Ambode or masala vada is one of the staple dishes on festive occasions. It is also one dish that can be made and served in a number ways.
By Nandita Nataraj
- Chana dal or bengal gram- 180gm or 1 cup, soaked in enough water for 2 hours
- Carrot- 1 small, peeled and grated (optional)
- Grated Cabbage- ¼cup (optional)
- Rice flour- 2tbsp
- Salt to taste
- Green chili- 2, finely chopped
- Curry leaves- 8-10, finely chopped
- Coriander leaves- 2 tbsp, finely chopped
- Grated fresh coconut- 2tbsp
- Hing- A big pinch
- Oil to deep fry.
- Drain the soaked lentils and pulse in a blender for five to six times. The lentils should not be ground to a fine paste. It is ok if the some portion of the lentil is left whole.
- Transfer the coarsely ground chana dal to a large bowl and add the grated carrot, cabbage, rice flour, salt, coconut, green chili, coriander leaves, curry leaves and hing and mix well.
- Heat oil in a wok. To check if the oil is hot enough for frying, drop a small portion of the lentil mixture into the oil.

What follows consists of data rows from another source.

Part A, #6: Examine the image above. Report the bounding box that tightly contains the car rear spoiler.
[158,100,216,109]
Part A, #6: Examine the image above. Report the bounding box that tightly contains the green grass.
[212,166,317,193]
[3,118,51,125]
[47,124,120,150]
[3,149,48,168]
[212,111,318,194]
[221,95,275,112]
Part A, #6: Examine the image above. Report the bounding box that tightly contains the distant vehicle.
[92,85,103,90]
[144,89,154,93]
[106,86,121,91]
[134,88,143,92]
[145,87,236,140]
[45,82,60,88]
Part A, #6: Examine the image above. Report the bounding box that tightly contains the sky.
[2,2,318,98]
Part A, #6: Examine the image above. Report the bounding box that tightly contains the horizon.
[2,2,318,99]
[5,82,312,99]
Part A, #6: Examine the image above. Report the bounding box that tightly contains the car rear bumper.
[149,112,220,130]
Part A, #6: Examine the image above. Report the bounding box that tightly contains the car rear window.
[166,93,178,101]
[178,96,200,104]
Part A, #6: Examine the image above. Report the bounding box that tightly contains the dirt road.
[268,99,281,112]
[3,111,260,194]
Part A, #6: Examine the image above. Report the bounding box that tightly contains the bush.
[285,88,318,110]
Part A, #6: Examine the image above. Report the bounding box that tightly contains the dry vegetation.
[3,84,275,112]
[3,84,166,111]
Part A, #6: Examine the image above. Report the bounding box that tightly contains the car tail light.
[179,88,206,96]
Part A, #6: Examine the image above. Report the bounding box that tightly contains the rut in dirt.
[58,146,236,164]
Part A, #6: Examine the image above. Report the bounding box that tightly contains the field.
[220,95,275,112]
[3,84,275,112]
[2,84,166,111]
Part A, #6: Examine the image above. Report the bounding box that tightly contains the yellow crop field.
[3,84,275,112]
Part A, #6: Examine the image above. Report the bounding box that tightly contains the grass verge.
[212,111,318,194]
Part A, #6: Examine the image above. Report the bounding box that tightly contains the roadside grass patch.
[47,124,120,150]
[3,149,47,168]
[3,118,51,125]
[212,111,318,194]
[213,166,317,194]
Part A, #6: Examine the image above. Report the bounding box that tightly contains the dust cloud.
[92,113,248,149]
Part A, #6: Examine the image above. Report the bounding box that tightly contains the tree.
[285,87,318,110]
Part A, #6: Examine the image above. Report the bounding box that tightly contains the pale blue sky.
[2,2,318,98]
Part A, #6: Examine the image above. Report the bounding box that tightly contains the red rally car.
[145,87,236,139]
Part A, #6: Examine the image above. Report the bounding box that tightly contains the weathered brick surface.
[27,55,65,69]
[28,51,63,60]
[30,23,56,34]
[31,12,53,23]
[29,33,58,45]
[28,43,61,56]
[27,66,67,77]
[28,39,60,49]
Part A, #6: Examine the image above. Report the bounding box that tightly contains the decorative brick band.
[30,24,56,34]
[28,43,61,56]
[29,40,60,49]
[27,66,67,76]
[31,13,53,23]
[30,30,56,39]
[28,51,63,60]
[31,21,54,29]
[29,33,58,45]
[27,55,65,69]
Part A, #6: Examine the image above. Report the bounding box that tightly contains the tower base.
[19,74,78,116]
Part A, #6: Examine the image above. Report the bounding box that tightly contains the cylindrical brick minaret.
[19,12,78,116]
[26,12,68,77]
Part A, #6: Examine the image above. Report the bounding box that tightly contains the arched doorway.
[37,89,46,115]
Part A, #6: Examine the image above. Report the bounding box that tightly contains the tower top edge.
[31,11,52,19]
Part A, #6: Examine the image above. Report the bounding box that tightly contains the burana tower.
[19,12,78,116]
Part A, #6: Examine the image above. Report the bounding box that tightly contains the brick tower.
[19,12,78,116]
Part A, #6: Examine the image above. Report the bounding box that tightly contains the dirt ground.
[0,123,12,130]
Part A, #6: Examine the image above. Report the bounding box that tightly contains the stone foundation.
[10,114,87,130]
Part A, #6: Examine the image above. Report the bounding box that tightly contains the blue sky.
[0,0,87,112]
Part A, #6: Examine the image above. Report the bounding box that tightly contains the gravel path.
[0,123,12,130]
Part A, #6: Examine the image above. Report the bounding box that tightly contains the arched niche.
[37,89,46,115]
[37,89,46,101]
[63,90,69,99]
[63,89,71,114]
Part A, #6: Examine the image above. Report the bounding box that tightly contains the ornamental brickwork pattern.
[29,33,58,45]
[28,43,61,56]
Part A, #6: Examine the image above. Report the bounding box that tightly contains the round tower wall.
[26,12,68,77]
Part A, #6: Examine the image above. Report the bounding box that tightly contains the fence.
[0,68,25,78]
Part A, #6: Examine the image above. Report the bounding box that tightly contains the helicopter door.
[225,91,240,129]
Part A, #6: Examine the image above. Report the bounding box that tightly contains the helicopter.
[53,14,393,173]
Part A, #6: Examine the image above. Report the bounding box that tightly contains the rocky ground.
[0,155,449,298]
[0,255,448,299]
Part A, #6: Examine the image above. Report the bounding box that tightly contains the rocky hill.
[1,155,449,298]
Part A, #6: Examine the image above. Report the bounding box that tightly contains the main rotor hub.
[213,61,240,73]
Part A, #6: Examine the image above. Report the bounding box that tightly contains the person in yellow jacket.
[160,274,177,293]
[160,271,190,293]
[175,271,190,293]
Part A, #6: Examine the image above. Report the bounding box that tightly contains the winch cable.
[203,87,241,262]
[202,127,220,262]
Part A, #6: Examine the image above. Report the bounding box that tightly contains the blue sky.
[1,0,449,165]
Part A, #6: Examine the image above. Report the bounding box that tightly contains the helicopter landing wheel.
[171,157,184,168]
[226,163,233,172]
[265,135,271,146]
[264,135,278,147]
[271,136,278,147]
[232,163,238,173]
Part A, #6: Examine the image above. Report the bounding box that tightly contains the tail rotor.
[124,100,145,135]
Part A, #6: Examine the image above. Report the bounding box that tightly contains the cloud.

If it rises to the surface immediately, then the oil is ready for frying.
- Pinch a small lemon sized portion from the lentil mixture, shape them into balls and flatten them slightly in your hands and gently slip it into the oil.
- Deep fry the vadas on medium high heat till they are brown on both sides.
- Remove the fritters from the oil using a slotted spoon and drain on an absorbent paper and serve immediately.
- Repeat the same procedure with the rest of the lentil mixture.